It’s not often a player gets to beat his coach.
But when Michigan senior Lion Kim qualified for the Masters by winning the US Amatuer Public Links Tournament in July, he did just that — kind of.
Kim was permitted to play in the Public Links Tournament since he doesn’t belong to a private golf club — a requirement for anyone who competes in the tournament.
Since Michigan coach Andrew Sapp, who played at North Carolina, belongs to a private club, he has tried for years to qualify for the Masters by winning the US Amateur — a tournament similar to the Public Links and one in which the winner gets an invitation to the Masters.
“I don’t anticipate that I will ever get to play in The Masters,” Sapp said. “But everybody’s got a dream.”
This year, Sapp failed to get past the local qualifier to play in the national tournament. Kim also failed to qualify for the US Amateur, but he had the luxury of playing in the Public Links Tournament as well.
And it’d be safe to say Kim took advantage of that luxury. But both Kim and Sapp insist there was no internal competition that went on between the two as they attempted to qualify for the world’s most prestigious golf tournament.
In fact, every player on the Michigan team played in a local qualifier for the US Amateur this past summer.
“I’m not expected to (win the Amateur),” Sapp said. “He has higher expectations than I do. I spend more time walking around the golf course watching people play than I do swinging it and hitting the ball.”
And though Kim now has the chance to live out his coach’s and nearly every golfer’s dream, he still has plenty of respect for Sapp’s game.
“He’s a great player, to tell you the truth,” Kim said. “He’s got a lot of game, but he just doesn’t practice as much as we do. It’s not like he should be ashamed for not qualifying (for the Masters). I wouldn’t be ashamed if I didn’t qualify either — it’s just I got real fortunate to win one of the biggest tournaments over the summer.”
IN GOOD COMPANY: Kim will have plenty of support in Augusta. In fact, his good luck charms will be with him the whole time he’s there.
“My parents are my lucky charms,” Kim said. “It’s going to give me confidence and definitely make me feel comfortable knowing they’re out there.”
Kim will have ample time to spend with his parents, Yong and Hyun Kim, as the Kim family will be driving down to Augusta together.
Kim’s brother will also be in attendance, as will former teammates, high school friends, and coaches — including Sapp, who will be there for the entire week.
A REAL LIFE PICTURE: Kim has a picture in his room of him and PGA golfer KJ Choi, when Kim met Choi as a spectator at the 2002 Bay Hill Invitational.
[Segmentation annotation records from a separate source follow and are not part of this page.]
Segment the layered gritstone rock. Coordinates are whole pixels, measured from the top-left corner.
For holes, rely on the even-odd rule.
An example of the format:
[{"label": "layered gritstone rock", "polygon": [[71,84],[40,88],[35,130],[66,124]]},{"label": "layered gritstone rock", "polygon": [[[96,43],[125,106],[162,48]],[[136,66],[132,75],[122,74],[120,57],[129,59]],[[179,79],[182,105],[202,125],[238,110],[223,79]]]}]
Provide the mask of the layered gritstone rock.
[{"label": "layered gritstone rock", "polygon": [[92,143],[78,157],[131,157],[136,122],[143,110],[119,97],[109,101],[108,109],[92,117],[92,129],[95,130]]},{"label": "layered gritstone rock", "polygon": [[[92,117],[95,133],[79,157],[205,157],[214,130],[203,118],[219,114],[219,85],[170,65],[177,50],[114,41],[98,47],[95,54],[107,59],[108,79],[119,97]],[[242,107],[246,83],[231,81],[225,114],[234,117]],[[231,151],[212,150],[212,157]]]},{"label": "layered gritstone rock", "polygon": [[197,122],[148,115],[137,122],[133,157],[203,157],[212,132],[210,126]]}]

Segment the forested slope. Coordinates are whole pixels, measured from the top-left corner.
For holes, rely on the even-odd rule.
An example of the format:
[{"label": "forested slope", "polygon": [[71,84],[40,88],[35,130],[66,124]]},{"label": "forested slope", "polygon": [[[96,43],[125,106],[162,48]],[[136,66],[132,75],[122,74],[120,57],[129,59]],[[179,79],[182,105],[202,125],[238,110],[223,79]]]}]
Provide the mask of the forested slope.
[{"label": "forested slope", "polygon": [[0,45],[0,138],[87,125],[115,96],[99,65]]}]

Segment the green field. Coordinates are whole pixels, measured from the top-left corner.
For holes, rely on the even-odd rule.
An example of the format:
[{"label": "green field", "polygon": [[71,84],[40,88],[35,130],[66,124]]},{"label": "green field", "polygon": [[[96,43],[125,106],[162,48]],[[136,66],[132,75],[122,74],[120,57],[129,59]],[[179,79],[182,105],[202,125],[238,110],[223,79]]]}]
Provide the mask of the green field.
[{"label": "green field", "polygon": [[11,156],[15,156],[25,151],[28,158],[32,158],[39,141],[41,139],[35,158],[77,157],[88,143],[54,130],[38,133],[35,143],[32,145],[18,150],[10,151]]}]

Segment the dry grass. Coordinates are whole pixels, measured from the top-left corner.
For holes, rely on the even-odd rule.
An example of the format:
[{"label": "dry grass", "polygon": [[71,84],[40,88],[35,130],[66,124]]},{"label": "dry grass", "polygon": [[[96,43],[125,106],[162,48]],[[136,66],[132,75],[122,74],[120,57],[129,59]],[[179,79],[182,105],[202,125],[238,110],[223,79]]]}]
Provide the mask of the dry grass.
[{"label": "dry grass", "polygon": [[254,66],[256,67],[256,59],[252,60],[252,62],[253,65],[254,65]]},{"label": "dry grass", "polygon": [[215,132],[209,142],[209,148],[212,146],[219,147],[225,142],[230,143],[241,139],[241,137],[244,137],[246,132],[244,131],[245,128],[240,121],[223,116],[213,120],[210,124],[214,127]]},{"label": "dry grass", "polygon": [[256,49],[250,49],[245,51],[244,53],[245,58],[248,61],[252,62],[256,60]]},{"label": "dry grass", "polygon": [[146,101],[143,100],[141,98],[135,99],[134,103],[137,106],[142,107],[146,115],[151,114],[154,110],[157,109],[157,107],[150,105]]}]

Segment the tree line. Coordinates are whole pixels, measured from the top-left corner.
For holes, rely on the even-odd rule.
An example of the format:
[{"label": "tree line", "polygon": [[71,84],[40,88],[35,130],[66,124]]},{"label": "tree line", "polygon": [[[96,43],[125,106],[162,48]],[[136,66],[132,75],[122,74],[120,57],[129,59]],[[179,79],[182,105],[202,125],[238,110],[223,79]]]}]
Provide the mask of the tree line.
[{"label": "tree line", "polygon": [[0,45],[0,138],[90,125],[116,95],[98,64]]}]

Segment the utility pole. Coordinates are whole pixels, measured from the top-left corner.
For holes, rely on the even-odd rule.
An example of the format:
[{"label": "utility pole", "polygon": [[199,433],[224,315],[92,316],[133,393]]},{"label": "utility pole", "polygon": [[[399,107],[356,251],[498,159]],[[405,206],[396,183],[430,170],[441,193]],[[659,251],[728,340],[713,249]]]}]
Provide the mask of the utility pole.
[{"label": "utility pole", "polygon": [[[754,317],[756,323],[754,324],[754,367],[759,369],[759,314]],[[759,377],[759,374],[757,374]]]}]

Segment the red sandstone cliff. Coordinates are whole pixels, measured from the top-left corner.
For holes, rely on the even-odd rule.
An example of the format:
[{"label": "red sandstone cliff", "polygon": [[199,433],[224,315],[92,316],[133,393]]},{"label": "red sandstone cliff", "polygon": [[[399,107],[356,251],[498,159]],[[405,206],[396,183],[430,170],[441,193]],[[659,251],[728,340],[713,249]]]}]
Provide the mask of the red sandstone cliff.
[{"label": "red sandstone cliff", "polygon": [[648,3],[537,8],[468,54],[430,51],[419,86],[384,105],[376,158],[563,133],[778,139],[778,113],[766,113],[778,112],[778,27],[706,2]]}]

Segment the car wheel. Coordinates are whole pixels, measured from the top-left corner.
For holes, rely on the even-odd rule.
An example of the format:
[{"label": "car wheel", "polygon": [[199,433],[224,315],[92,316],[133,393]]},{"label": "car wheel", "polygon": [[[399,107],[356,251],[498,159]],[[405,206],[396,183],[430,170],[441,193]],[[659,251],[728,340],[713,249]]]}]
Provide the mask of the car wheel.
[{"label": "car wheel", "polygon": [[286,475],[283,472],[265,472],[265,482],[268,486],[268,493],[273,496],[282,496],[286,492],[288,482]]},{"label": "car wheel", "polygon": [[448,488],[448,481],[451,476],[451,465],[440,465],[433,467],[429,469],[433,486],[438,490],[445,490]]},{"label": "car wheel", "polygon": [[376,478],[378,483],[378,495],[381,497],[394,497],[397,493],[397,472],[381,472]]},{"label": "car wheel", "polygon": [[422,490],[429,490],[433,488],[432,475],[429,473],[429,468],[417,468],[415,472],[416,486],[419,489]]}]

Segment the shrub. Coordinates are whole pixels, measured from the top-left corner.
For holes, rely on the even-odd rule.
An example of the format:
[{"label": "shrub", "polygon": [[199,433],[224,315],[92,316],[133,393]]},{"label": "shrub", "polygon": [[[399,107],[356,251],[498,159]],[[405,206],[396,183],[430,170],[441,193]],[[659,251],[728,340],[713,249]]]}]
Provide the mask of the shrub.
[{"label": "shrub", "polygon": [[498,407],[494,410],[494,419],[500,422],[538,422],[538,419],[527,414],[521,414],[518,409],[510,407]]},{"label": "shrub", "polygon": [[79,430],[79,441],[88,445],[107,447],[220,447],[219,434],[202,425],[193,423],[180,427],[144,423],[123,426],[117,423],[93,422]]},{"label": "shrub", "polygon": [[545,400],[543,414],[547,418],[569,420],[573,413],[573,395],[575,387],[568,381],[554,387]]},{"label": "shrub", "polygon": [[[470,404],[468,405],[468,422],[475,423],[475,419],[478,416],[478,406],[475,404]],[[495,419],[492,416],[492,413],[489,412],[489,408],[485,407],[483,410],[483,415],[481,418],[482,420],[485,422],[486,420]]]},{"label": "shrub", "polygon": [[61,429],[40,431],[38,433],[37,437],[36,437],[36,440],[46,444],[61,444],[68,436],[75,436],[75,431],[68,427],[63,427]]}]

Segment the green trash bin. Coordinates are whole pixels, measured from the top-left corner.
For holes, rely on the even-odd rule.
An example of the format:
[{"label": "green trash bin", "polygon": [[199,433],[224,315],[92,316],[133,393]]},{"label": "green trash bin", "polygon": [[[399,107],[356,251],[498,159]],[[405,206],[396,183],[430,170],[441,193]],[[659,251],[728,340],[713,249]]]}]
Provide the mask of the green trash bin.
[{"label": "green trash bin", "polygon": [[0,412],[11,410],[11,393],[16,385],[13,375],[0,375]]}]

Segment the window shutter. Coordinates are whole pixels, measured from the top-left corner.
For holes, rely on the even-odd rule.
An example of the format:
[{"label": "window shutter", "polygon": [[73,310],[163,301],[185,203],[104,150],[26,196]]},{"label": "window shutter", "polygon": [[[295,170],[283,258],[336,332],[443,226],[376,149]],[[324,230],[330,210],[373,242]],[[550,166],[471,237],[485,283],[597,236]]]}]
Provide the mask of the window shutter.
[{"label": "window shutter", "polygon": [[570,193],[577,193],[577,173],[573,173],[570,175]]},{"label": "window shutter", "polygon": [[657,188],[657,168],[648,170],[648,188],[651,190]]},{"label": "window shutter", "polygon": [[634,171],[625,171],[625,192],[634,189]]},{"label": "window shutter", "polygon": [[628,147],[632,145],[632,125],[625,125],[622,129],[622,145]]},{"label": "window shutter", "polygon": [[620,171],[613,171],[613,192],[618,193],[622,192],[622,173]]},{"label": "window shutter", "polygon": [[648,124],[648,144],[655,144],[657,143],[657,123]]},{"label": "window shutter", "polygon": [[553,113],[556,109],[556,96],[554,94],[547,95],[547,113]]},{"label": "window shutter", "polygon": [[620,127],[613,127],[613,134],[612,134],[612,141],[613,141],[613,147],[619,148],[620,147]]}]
“He probably doesn’t remember that,” Kim joked.
But on Monday, Kim hopes to be practicing with Choi.
Kim said his instructor, Brian Mogg, contacted Choi’s agent, who said Choi would enjoy practicing with Kim in Augusta.
“(Choi’s agent) told KJ about doing a practice round with me, and he was very happy about it,” Kim said. “He said, ‘For sure, we’ll do it.’”
COACH’S DREAM? Sapp said he’s never been to the Masters because he wanted to have a good reason to go.
As if Kim wasn’t a good enough reason, one of Sapp’s former players from his coaching days at North Carolina will be there, too.
“I’ve got another former player (at the Masters this year),” Sapp said. “Mark Wilson, who’s won twice on tour this year and is actually leading the money list currently, will be there.”
It will be Wilson’s first Masters trip as well.